May 3, 2010 in City

Wallace road to be renamed Harry Magnuson Way

North Idaho town honoring man who kept I-90 from destroying town
By The Spokesman-Review
 
Kathy Plonka photo

“There gonna name it after old Harry,” Marvin Walker said Wednesday as he stood under the I-90 overpass in Wallace with his dog Brutus. On Saturday, the town is renaming the I-90 business loop as Harry F. Magnuson Way. The Northern Pacific depot, in the background, was saved as part of a freeway fight Magnuson spearheaded.
(Full-size photo)

The North Idaho legacy of the late Harry F. Magnuson will be memorialized in Wallace this month with the renaming of the city’s former highway route.

The mining and business magnate led a fight in the 1970s and ’80s against the state and federal government to stop demolition of portions of historic Wallace for freeway construction.

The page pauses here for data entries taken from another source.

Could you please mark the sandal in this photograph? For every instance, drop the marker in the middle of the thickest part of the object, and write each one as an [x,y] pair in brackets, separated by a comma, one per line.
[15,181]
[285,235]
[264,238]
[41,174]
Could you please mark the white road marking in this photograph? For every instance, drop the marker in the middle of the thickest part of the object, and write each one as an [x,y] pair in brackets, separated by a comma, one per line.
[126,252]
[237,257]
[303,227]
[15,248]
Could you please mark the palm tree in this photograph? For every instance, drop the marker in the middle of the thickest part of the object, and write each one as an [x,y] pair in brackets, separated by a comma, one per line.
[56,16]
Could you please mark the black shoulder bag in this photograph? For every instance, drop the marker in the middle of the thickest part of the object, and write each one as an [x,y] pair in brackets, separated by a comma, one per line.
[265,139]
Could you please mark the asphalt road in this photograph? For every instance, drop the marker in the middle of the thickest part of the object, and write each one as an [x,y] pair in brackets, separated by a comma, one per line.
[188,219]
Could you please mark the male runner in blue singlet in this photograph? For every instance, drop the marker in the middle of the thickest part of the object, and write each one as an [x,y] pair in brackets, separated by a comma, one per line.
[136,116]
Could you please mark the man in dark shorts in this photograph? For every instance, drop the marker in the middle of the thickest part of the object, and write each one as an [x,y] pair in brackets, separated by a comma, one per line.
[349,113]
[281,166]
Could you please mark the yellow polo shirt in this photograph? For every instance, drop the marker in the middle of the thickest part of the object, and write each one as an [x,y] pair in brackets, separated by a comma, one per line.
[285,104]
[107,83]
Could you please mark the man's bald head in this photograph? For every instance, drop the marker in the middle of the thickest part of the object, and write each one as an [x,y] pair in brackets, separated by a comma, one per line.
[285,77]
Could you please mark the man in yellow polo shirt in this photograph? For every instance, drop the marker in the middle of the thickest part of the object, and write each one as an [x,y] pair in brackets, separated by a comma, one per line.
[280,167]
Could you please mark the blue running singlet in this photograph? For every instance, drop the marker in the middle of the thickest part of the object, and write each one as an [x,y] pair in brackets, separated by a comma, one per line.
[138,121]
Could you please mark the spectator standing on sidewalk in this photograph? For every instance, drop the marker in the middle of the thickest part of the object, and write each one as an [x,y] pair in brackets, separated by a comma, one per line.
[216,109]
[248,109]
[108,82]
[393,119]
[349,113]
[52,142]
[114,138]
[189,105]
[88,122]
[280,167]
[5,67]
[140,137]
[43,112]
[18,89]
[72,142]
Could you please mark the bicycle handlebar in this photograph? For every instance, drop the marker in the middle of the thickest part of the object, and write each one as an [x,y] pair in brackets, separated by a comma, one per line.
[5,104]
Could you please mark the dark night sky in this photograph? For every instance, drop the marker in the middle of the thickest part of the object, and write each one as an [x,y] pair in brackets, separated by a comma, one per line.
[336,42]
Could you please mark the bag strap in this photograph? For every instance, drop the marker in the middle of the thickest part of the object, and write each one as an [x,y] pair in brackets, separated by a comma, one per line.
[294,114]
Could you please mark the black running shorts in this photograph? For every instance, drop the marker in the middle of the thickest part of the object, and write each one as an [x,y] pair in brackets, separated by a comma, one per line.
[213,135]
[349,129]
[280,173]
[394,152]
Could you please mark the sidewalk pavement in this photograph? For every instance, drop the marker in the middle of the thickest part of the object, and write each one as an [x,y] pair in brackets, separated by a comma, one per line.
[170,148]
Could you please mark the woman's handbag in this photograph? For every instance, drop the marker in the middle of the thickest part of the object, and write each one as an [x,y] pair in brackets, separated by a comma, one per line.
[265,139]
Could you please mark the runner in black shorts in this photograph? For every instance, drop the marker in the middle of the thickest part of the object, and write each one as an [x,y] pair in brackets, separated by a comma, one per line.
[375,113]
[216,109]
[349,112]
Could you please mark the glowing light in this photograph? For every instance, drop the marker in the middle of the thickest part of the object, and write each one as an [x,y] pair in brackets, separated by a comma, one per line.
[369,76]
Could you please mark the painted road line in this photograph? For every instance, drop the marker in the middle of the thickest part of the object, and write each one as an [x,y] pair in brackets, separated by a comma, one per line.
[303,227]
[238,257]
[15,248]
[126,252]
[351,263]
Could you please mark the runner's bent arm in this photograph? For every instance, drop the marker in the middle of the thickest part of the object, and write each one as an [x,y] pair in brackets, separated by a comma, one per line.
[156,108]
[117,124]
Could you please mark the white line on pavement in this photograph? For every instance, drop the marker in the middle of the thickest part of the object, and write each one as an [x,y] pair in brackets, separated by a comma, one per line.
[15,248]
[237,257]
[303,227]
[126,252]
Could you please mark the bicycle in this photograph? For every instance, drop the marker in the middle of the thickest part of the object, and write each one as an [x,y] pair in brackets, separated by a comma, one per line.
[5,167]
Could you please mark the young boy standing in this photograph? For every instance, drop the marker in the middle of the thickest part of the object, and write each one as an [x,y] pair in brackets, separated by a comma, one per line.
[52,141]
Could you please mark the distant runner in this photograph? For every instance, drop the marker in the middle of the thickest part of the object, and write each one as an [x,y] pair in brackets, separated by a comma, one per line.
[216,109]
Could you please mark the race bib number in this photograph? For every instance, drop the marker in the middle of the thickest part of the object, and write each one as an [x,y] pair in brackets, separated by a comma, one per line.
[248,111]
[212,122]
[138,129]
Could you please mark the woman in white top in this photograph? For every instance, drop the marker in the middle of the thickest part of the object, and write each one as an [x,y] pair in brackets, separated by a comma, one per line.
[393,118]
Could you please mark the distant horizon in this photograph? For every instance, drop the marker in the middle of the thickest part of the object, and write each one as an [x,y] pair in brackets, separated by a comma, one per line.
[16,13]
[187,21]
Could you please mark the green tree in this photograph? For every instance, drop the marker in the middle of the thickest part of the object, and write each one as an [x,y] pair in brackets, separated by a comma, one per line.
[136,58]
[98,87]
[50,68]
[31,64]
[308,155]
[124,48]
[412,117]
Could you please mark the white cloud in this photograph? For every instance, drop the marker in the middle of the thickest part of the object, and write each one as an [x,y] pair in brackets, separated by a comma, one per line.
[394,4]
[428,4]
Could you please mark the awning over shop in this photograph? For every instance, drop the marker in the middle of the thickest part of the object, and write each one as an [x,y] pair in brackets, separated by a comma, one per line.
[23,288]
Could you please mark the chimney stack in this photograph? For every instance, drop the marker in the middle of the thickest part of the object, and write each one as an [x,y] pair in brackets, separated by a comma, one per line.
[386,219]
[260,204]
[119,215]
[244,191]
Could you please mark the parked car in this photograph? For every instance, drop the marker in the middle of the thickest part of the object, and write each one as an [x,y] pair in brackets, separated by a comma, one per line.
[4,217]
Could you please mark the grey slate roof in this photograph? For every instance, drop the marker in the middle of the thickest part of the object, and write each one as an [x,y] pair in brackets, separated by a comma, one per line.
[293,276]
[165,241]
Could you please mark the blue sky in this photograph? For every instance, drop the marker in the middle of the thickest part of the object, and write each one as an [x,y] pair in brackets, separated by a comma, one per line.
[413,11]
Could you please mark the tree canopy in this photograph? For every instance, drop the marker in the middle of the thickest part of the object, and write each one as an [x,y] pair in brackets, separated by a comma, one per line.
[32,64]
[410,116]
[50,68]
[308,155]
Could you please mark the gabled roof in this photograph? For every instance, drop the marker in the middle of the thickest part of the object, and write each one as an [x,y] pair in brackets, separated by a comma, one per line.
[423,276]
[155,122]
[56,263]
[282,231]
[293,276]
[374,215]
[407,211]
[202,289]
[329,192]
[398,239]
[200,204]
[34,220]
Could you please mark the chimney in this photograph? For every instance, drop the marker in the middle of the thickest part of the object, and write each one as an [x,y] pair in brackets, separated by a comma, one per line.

Magnuson sued transportation officials for not complying with federal environmental law and was a key participant in an effort to move the historic Northern Pacific Railway depot from the freeway path.

At noon Saturday – the same day set aside as Depot Day to commemorate the rescue 25 years ago – city leaders will dedicate the former highway route on Front, Fifth and Bank as Harry F. Magnuson Way.

“His loyalty to his community never wavered,” Mayor Dick Vester said of Magnuson, who died last year at age 85.

For years, Wallace had the distinction of having the only stoplight on Interstate 90 between Seattle and Boston as the route wound through surface streets.

With impending I-90 development, a compromise rerouted the interstate along the hillside just north of the historic business district via an elevated viaduct, according to a plaque being placed in Magnuson’s honor.

“Without his efforts, the elegant historic district you see today would be irreparably marred by four lanes of concrete,” the plaque says.

The Wallace Historic District was created in 1979 and expanded in 1983 to include more than 1,000 acres.

Magnuson won an injunction against an earlier freeway plan because transportation officials failed to get an environmental impact statement.

Magnuson’s son John, a Coeur d’Alene attorney, said the government had an obligation to consider historic and cultural resources in its choice of a route.

The lawsuit resulted in the 30-foot-tall viaduct that runs 4,400 feet alongside the city. The freeway opened in 1991.

“It was about the best place you could put it,” short of drilling a tunnel to the north, Magnuson said of its current route.

Vester, who took office earlier this year, said the dedication of Magnuson Way is larger than the freeway fight that began 40 years ago.

“I look at it more as a city’s way of honoring Harry and thanking him for all he did for the city of Wallace,” the mayor said.

Repairs reduce I-90 lanes

Interstate 90 between the state line and Post Falls’ Spokane Street will be reduced to one lane in each direction today for repair work on three bridges and ramps. The closure should last about 30 days, officials said.

To help keep traffic flowing through the narrowed construction zone, transportation department workers in marked vehicles will assist motorists with breakdowns, flats and other needs. The service begins Tuesday and will last through construction, according to the department.

Work to watch for

•In northwest Spokane, a project to install storm water treatment planters and pavement that is pervious to water will begin today along Broadway Avenue from Elm to Oak streets.

Broadway will be closed, and traffic will be detoured onto College Avenue.

•In east Spokane, Second Avenue from Rebecca to Florida streets will be closed through May 15 for sewer installation work. Other small sections of residential streets nearby also are being closed for the work.

•A rail crossing repair will be under way on Fairview Avenue east of Market Street through Wednesday.

•Southeast Boulevard is getting new striping today; traffic restrictions are expected.

Website lists speed traps

If you want to get an idea where law officers might be waiting to catch speeders, a handy Web site called the National Speed Trap Exchange lists favorite spots at www.speedtrap.org.

Be prepared, however – it’s a long list.